German organic chemist (1852–1927)

Friedrich Oskar Giesel (20 May 1852 - 13 November 1927, known as Fritz) was a German organic chemist. During his work in a quinine factory in the late 1890s, he began work in the then-novel field of radiochemistry and started the production of radium. In the period between 1902 and 1904, he was able to isolate a new element emanium. In a now controversially reviewed process, it was stated that emanium is identical to actinium, which was discovered by André-Louis Debierne in 1899.

==Life and work==

After studying in Berlin with Carl Liebermann, he received his Ph.D at the University of Göttingen. Giesel worked at the Chininfabrik Braunschweig. Besides his work in the factory, Giesel's focus was on radiochemistry. Shortly after publication of the discovery of polonium in the summer of 1898, he started to isolate the new element from the waste of uranium production in the chemical plant E. de Haën in Hanover. By March 1899 he could present the first radium to the chemical society of Braunschweig and by mid-1899 he published his results on radium. Giesel improved the separation of radium from barium by using the bromides instead of the chlorides for the fractional crystallization. He produced large quantities of pure radium and polonium for commercial applications from uranium ore. Even William Ramsay and Frederick Soddy were buying radium from the factory of Giesel.

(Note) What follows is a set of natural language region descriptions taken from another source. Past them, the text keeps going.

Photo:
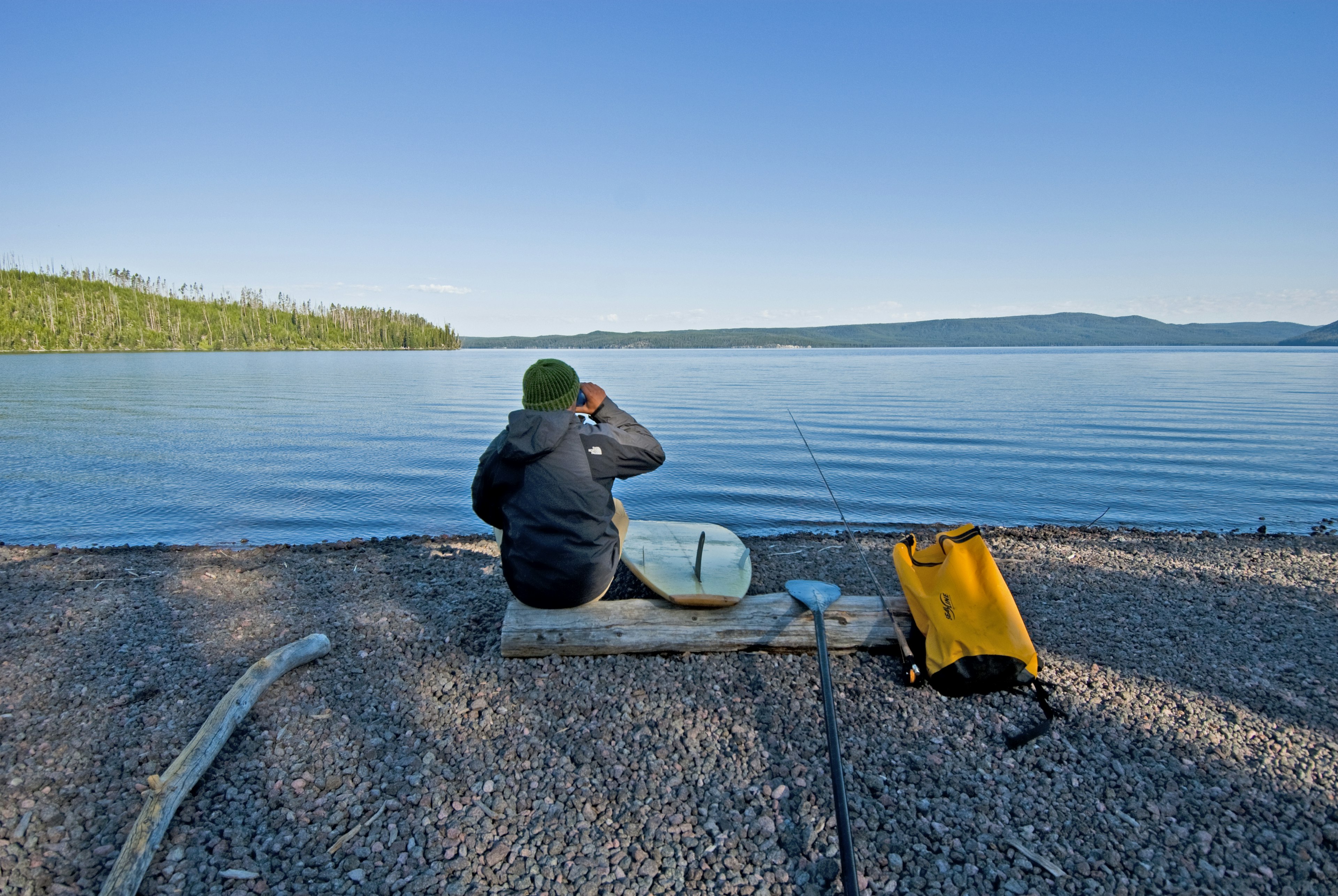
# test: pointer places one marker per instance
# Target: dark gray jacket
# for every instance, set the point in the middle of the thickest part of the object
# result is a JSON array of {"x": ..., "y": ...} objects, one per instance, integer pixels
[{"x": 546, "y": 482}]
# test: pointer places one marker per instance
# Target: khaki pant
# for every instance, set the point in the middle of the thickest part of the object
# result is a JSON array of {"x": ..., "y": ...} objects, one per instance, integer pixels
[{"x": 620, "y": 522}]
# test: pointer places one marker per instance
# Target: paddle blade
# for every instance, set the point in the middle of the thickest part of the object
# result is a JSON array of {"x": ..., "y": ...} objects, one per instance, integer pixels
[{"x": 813, "y": 594}]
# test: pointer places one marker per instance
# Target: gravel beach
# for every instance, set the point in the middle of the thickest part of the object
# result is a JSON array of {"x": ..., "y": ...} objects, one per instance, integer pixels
[{"x": 1199, "y": 755}]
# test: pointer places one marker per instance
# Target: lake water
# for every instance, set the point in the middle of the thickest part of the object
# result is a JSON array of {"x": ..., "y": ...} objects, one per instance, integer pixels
[{"x": 301, "y": 447}]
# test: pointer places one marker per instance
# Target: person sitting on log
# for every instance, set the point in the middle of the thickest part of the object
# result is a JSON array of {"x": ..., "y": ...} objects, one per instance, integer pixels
[{"x": 545, "y": 486}]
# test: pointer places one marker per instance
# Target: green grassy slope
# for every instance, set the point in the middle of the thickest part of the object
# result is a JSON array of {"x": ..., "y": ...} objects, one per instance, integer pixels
[
  {"x": 82, "y": 312},
  {"x": 1028, "y": 329},
  {"x": 1327, "y": 335}
]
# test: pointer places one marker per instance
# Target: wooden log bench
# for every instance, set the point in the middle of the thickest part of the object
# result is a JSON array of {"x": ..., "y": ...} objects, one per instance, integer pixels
[{"x": 759, "y": 622}]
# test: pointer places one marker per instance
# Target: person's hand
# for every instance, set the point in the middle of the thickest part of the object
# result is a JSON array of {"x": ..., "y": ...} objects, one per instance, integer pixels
[{"x": 594, "y": 398}]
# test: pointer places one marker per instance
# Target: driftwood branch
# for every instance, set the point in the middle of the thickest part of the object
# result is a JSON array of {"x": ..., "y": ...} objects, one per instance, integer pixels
[
  {"x": 758, "y": 622},
  {"x": 181, "y": 776}
]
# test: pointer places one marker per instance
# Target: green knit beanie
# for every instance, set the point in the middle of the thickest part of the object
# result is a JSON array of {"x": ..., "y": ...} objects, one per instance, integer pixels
[{"x": 549, "y": 386}]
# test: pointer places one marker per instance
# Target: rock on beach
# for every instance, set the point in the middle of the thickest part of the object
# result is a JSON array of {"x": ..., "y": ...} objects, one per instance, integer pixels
[{"x": 1198, "y": 673}]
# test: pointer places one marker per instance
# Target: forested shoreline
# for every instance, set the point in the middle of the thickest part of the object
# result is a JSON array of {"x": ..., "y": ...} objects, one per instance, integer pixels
[{"x": 85, "y": 311}]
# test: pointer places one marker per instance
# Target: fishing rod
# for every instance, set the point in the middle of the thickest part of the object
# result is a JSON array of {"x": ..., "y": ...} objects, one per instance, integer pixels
[{"x": 910, "y": 671}]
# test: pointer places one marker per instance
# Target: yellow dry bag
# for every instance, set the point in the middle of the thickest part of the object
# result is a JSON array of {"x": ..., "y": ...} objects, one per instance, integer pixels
[{"x": 969, "y": 637}]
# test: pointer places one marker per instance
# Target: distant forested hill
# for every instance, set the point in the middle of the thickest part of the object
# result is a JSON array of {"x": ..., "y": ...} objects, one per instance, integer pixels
[
  {"x": 121, "y": 312},
  {"x": 1028, "y": 329},
  {"x": 1327, "y": 335}
]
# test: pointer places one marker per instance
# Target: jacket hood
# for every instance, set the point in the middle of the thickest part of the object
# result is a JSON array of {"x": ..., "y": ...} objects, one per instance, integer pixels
[{"x": 533, "y": 434}]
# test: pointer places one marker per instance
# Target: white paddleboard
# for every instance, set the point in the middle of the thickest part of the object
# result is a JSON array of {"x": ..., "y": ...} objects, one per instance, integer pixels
[{"x": 664, "y": 556}]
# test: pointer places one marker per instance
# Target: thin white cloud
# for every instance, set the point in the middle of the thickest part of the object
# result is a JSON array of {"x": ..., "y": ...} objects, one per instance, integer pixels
[{"x": 441, "y": 288}]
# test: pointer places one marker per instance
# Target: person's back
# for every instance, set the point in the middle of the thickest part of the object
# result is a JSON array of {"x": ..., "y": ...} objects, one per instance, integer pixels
[{"x": 546, "y": 482}]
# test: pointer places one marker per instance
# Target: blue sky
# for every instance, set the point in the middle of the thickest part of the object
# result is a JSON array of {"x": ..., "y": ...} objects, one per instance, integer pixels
[{"x": 565, "y": 168}]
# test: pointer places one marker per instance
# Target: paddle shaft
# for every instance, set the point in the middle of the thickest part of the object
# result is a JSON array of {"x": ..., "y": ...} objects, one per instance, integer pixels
[
  {"x": 908, "y": 657},
  {"x": 847, "y": 847}
]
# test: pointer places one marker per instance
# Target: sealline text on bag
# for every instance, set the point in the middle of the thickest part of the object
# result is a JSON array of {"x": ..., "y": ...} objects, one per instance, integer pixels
[{"x": 968, "y": 629}]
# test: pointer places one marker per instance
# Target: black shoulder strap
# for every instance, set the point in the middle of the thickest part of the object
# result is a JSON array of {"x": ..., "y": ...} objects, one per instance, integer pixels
[{"x": 1044, "y": 725}]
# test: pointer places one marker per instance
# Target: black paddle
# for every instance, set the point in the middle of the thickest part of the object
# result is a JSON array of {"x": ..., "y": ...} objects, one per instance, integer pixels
[{"x": 818, "y": 597}]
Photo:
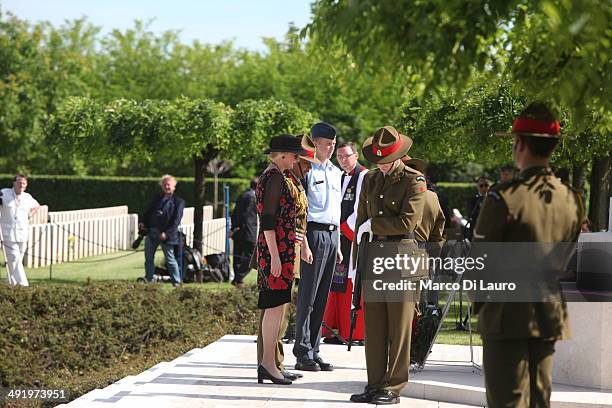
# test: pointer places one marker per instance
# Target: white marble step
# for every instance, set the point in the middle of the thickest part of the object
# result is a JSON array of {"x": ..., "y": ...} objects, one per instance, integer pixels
[{"x": 223, "y": 374}]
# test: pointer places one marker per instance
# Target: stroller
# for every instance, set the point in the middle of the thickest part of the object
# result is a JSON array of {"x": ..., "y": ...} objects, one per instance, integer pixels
[{"x": 193, "y": 266}]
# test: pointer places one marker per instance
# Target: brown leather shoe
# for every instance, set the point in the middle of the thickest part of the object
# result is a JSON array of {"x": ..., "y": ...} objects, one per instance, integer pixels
[
  {"x": 385, "y": 397},
  {"x": 365, "y": 396}
]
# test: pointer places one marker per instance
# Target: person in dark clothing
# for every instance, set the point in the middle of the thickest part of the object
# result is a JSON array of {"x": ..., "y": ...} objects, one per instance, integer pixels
[
  {"x": 161, "y": 221},
  {"x": 244, "y": 233},
  {"x": 475, "y": 202}
]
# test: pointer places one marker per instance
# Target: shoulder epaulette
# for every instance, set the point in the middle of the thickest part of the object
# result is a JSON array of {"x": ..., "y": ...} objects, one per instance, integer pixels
[{"x": 494, "y": 194}]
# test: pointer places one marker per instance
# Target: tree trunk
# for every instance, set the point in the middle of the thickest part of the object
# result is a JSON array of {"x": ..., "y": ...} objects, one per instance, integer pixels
[
  {"x": 579, "y": 179},
  {"x": 216, "y": 204},
  {"x": 200, "y": 161},
  {"x": 601, "y": 189}
]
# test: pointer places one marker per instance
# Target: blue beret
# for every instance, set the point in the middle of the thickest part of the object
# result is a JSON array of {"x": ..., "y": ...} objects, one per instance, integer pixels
[{"x": 323, "y": 129}]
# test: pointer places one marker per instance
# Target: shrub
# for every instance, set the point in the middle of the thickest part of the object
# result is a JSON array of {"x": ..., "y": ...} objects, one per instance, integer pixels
[
  {"x": 88, "y": 336},
  {"x": 74, "y": 193}
]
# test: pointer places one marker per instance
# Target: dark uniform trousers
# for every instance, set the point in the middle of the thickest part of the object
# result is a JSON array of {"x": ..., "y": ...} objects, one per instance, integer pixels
[
  {"x": 388, "y": 326},
  {"x": 313, "y": 290},
  {"x": 526, "y": 379}
]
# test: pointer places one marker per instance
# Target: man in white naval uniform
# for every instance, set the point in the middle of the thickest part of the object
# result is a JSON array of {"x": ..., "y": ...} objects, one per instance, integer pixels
[{"x": 16, "y": 208}]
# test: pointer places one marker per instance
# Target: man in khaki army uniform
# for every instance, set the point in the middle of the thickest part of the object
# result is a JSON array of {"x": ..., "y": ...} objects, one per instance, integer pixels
[
  {"x": 430, "y": 232},
  {"x": 519, "y": 338},
  {"x": 390, "y": 208},
  {"x": 431, "y": 228}
]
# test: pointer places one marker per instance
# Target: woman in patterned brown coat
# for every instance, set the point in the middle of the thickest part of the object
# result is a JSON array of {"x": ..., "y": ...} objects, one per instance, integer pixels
[{"x": 277, "y": 207}]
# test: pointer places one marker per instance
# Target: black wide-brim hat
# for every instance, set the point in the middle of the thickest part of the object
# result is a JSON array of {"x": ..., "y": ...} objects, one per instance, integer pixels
[
  {"x": 285, "y": 143},
  {"x": 417, "y": 164},
  {"x": 386, "y": 146}
]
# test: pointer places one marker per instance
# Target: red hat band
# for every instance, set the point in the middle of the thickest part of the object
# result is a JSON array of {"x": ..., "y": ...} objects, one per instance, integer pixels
[
  {"x": 526, "y": 125},
  {"x": 385, "y": 151}
]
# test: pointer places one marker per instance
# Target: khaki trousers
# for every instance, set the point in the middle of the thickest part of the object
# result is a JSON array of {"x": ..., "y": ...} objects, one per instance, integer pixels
[
  {"x": 518, "y": 373},
  {"x": 388, "y": 326}
]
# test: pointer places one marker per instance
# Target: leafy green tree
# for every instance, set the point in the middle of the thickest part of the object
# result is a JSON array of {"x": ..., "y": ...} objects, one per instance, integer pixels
[{"x": 200, "y": 129}]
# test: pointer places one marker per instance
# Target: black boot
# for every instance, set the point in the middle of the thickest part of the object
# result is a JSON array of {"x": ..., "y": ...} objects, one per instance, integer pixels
[
  {"x": 262, "y": 374},
  {"x": 385, "y": 397},
  {"x": 365, "y": 396}
]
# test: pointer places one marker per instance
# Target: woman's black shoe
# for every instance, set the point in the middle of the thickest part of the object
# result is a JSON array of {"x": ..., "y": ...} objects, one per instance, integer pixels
[
  {"x": 262, "y": 374},
  {"x": 291, "y": 376}
]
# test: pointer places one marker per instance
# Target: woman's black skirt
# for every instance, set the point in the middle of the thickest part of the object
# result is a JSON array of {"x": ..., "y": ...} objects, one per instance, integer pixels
[{"x": 272, "y": 298}]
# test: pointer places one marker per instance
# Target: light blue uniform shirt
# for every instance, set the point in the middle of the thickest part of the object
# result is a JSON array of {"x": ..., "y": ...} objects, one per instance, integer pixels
[{"x": 324, "y": 184}]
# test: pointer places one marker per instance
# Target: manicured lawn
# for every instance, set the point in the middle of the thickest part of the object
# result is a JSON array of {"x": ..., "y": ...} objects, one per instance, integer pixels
[{"x": 128, "y": 265}]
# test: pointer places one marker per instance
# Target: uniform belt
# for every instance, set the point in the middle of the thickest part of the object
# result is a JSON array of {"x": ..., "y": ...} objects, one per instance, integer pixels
[
  {"x": 317, "y": 226},
  {"x": 393, "y": 237}
]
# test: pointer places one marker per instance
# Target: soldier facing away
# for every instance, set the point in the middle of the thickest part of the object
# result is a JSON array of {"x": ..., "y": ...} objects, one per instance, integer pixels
[
  {"x": 390, "y": 208},
  {"x": 519, "y": 338}
]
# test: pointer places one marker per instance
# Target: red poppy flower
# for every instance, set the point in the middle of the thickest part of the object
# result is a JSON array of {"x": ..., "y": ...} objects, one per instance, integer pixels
[
  {"x": 287, "y": 271},
  {"x": 276, "y": 283}
]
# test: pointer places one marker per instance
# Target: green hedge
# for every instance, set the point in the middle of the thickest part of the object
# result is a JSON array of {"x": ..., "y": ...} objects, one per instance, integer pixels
[
  {"x": 458, "y": 195},
  {"x": 84, "y": 337},
  {"x": 74, "y": 193}
]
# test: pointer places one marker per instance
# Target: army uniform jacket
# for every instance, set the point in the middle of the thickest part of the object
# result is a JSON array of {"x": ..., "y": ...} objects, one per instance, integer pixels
[
  {"x": 431, "y": 227},
  {"x": 393, "y": 202},
  {"x": 536, "y": 207}
]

What I have since dubbed the Isenthal 'manna' was in fact the first consignment of pure radium compounds that Giesel of the Chinin Fabrik of Brunswick was putting on the market and the price I paid for it was about eight shillings a milligram of radium bromide (50 per cent pure radium).
— Frederick Soddy

The use of Sidot's blende (zinc sulfide) instead of barium platinocyanide as a luminescence material to make the radioactive rays visible was a commonly accepted improvement. He did several self-experiments with radioactive substances and was able to affirm the damaging effects of radioactive radiation on skin. Because of prolonged contact with radioactive material, fingers of his right hand had to be amputated and he suffered from lung cancer. He died of lung cancer in 1927. His name was included on the Monument to the X-ray and Radium Martyrs of All Nations erected in Hamburg, Germany in 1936.

===The discovery of emanium===

Giesel isolated from pitchblende a lanthanum-containing fraction which showed unique properties. He produced several compounds of the new element, and after studying for two years he was confident enough to give the new element the name emanium. He was aware of the discovery of actinium by André-Louis Debierne. In publications from 1899 and 1900 Debierne does not give the exact procedures to obtain actinium, but from the description of chemical properties which he described as similar to titanium (1899) or similar to thorium (1900) it was clear for Giesel that the two elements must be different. A later comparison of the two elements by Otto Hahn, Otto Sackur and others showed that the two elements were identical. Debierne's name was retained because it had seniority.

Giesel stated in one of his publications that the sample Debierne provided for the comparison was a lanthanum fraction obtained by the same process he used and not the titanium or thorium fractions from earlier publications. This fact never led to an open controversy but the history of the discovery stayed questionable, and publications from 1971 argue that the claims of André-Louis Debierne in 1904 conflict with the publications in 1899 and 1900, making Giesel the real discoverer of actinium.

A less confrontational vision of scientific discovery is proposed by Adloff. He suggests that hindsight criticism of the early publications should be mitigated by the nascent state of radiochemistry, highlights the prudence of Debierne's claims in the original papers, and notes that nobody can contend that Debierne's substance did not contain actinium. Debierne, who is now considered by the vast majority of historians as the discoverer, lost interest in the element and left the topic. Giesel, on the other hand, can rightfully be credited with the first preparation of radiochemically pure actinium and with the identification of its atomic number 89.